I would go for the 9 if you think it will work in those "tight" places, had a 8 but now since I have gotten the 9 I will never go back.


----------



## plowguy43 (Jan 2, 2008)

traumabill;1408025 said:


> Looking to replace my 2000 F250 with another one, Dealer had 2012 F250 Reg. Cab Long box on lot. How big a plow can I run on this? My current setup is a Diamond 8 footer. Is it worthwile to go 8.5 with a Fisher HD or Boss Trip Edge? Or should I stick with an 8. I sub for a contractor doing medium sized commercial lots, including banks with drive throughs and some tight spots. The Diamond is not too big for the jobs I do, but may be too small. Thoughts?
> 
> Ford Dealer is also FIsher Dealer, unfortunately my local plow shop (that used to carry Diamond) does not stock any brand with trip edges...
> 
> ...


For the money I'd go with an XLS - 8' to 10', plus scoop, or windrow modes. Once you plow in scoop mode (with a V plow or XLS/Wideout/Powerplow) you'll never want a straight blade again.

If not, get an 8'6" Xblade - nicest straight blades on the market.


----------



## weekendwrench (Jan 29, 2009)

I have an 8.5 SSXV on my 2011 reg cab long box. Would'nt go any smaller. Just my ¢.02


----------



## wizardsr (Aug 8, 2006)

Too Stroked;1408534 said:


> We have a whole fleet of Super Duty trucks. I think you'll find 8' just a tad narrow. We run 8' 6" on most of our trucks. You can run 9', but we've got two and they're a bit much. All Fishers BTW.


A 9' on a super duty is too much?  I won't show you my 2 super duty's with 8611lp's then...  I know guys that run 8611 full size blizzards on F350 super duties, now that's a bit much IMO, they're only 1500lbs...


----------



## randomb0b123 (Jul 14, 2010)

plowguy43 is right it sounds like with your type of work you would really benefit from a powerwing plow blizzard 810 fisher xls or western wideout


----------



## seville009 (Sep 9, 2002)

I'd go 8.5' and have wings to make it 9.5' if you want. That's what I use on my 2006 F350 CC with a 5.4l gas engine.


----------



## mustangman02232 (Mar 21, 2011)

you can go 9', i assume being a sub your paid by the hour though, so it would take you longer with an 8' (more money) and you dont beat the truck as much.

my family started using fisher back in the 80s (never had any problems) but i do hear alot of good about the BOSS, I would check the price differance. Im very happy with my regular old fisher straight 8 foot


----------



## RMGLawn (Jan 2, 2012)

As big as you want...










That's a 9'2" Boss VXT. Weighs in over 900lbs. Truck drops a quarter in with nothing in the bed. 
Wings are going on if we ever get to plow snow this winter.


----------



## 2FAST4U (Jun 30, 2007)

08 f350 and it has a 8.2 boss with wings, never had problems


----------



## Fawcett (Oct 13, 2011)

I've got an 8ft Fisher HD on my 2012 F350 Reg Cab XL. Sometimes I wish it was bigger, though a 9ft straight blade might be overkill. If you're spending the money on something new look into the v style plows. I know I will next time.

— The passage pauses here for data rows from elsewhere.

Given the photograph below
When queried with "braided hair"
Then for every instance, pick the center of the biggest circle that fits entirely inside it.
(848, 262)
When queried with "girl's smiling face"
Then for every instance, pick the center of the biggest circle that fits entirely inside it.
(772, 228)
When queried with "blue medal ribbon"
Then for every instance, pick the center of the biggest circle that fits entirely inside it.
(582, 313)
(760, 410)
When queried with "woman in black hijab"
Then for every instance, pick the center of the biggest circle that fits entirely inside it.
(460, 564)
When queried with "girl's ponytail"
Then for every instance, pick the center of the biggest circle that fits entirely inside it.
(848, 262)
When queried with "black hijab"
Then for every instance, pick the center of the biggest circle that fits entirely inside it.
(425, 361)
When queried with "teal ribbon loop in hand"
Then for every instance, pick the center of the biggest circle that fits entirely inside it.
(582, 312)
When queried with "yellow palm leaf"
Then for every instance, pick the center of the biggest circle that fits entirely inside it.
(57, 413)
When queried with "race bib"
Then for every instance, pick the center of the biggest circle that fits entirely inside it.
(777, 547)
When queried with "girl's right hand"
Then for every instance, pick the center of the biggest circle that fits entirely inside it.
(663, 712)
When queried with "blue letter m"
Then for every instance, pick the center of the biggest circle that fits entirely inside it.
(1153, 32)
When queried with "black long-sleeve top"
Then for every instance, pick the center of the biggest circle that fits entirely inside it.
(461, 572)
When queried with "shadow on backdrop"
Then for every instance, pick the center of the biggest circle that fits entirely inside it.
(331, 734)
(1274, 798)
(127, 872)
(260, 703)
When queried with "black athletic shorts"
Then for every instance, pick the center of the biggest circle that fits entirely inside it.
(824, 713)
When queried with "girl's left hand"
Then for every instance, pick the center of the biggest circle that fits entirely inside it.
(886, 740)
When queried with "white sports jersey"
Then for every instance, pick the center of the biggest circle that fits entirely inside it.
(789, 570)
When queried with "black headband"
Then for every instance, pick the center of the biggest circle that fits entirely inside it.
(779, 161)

FYI the F250 and F350's have the same front end so you could save a few bucks with a F250 and the 10,000lb package. I live in Ma and I would have saved a couple hundred a year if I got a F250. Just food for thought.

Mine is optioned with a 4x4 lever on the floor, the e-diff, power windows/locks, heated mirrors, sliding rear window, vinal bucket seats (cheaper than the cloths but more comfortable), and Michelin 285-75-18 tires. The truck has amazing grip in the slipperiest of conditions. I looked for months at used trucks and after buying new I feel as if it was worth every penny. Good luck!


----------



## unhcp (Jan 20, 2010)

fawcett is that a killer truck man!


----------



## Fawcett (Oct 13, 2011)

Thanks, I don't have any pics with the plow on but here is one with my landscaping/karting trailer and the other one was taken at Hull Gutt


----------



## Harford13 (Dec 20, 2010)

seville009;1409429 said:


> I'd go 8.5' and have wings to make it 9.5' if you want. That's what I use on my 2006 F350 CC with a 5.4l gas engine.


How's that 5.4L push that 8.5 with a full scoop in front of it?


----------



## CornerStoneProp (Nov 22, 2009)

My 5.4 with 8'6" SnowDogg V runs out of traction long before power. I have never had a problem moving a lot of snow long distances.


----------



## unhcp (Jan 20, 2010)

nice pics fawcett


----------